Siemens/ Bosch/ Atecs Mannesmann
Siemens and Bosch have agreed jointly to acquire Atecs Mannesmann, the holding company of the engineering and automotive businesses of Mannesmann (consisting of Dematic, Demag-Krauss Maffei, Rexroth, Sachs and VDO). The businesses are being divested as a result of the Vodafone/Mannesmann merger, in a deal worth approximately $10 billion.
Glaxo Wellcome/ Smithkline Beecham
The proposed $180-billion SmithKline Beecham and Glaxo Wellcome merger, announced on January 17, creates the largest pharmaceuticals company in the world.
VEBA/VIAG
VEBA and VIAG are planning a merger that could create the second-largest electricity group in Germany and a key global speciality-chemicals group.
US International Paper/ Champion International
International Paper’s unsolicited bid of $7.3 billion for rival firm Champion International Corporation squeezed out Europe’s UPM-Kymmene, which had made a bid for Champion in February.
Lafarge/Blue Circle
Lafarge launched a hostile bid for Blue Circle Industries earlier this year, but Blue Circle’s board members were not wooed - even after an increased offer put forward by Lafarge in late April of $5.54 billion.
Global Briefing
Australia: Access to Telstra's network for the supply of pay-TV services
Two recent proceedings before the Federal Court of Australia arose out of a request by Seven Cable Television Pty Ltd to gain access to the broadcast carriage services of Telstra Multimedia Pty Ltd to enable it to provide pay television coverage of the Year 2000 Olympic Games, and to provide additional television services on an ongoing basis.
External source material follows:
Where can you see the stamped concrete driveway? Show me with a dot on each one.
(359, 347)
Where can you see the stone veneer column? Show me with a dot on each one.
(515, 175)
The effect of these decisions is that, subject to available capacity, Telstra must provide access to its hybrid fibre-coaxial network to access seekers for the supply of pay-TV services.
Each judge noted that his decision reinforced the object of Pt XIC of the TPA, which is to promote the longterm interests of end-users of listed services by having regard to the objective of promoting competition in markets for services. Both decisions have been appealed to the Full Federal Court.
Gaire Blunt/Jenny Zaverdinos
Allen Allen & Hemsley
Sydney
Austria: Amendment reforms merger control
As of January 1 2000, Austria has reformed a number of aspects of its competition law. The most important changes relate to merger control, the abuse of a dominant position, the prohibition of concerted practices, and general procedural rules.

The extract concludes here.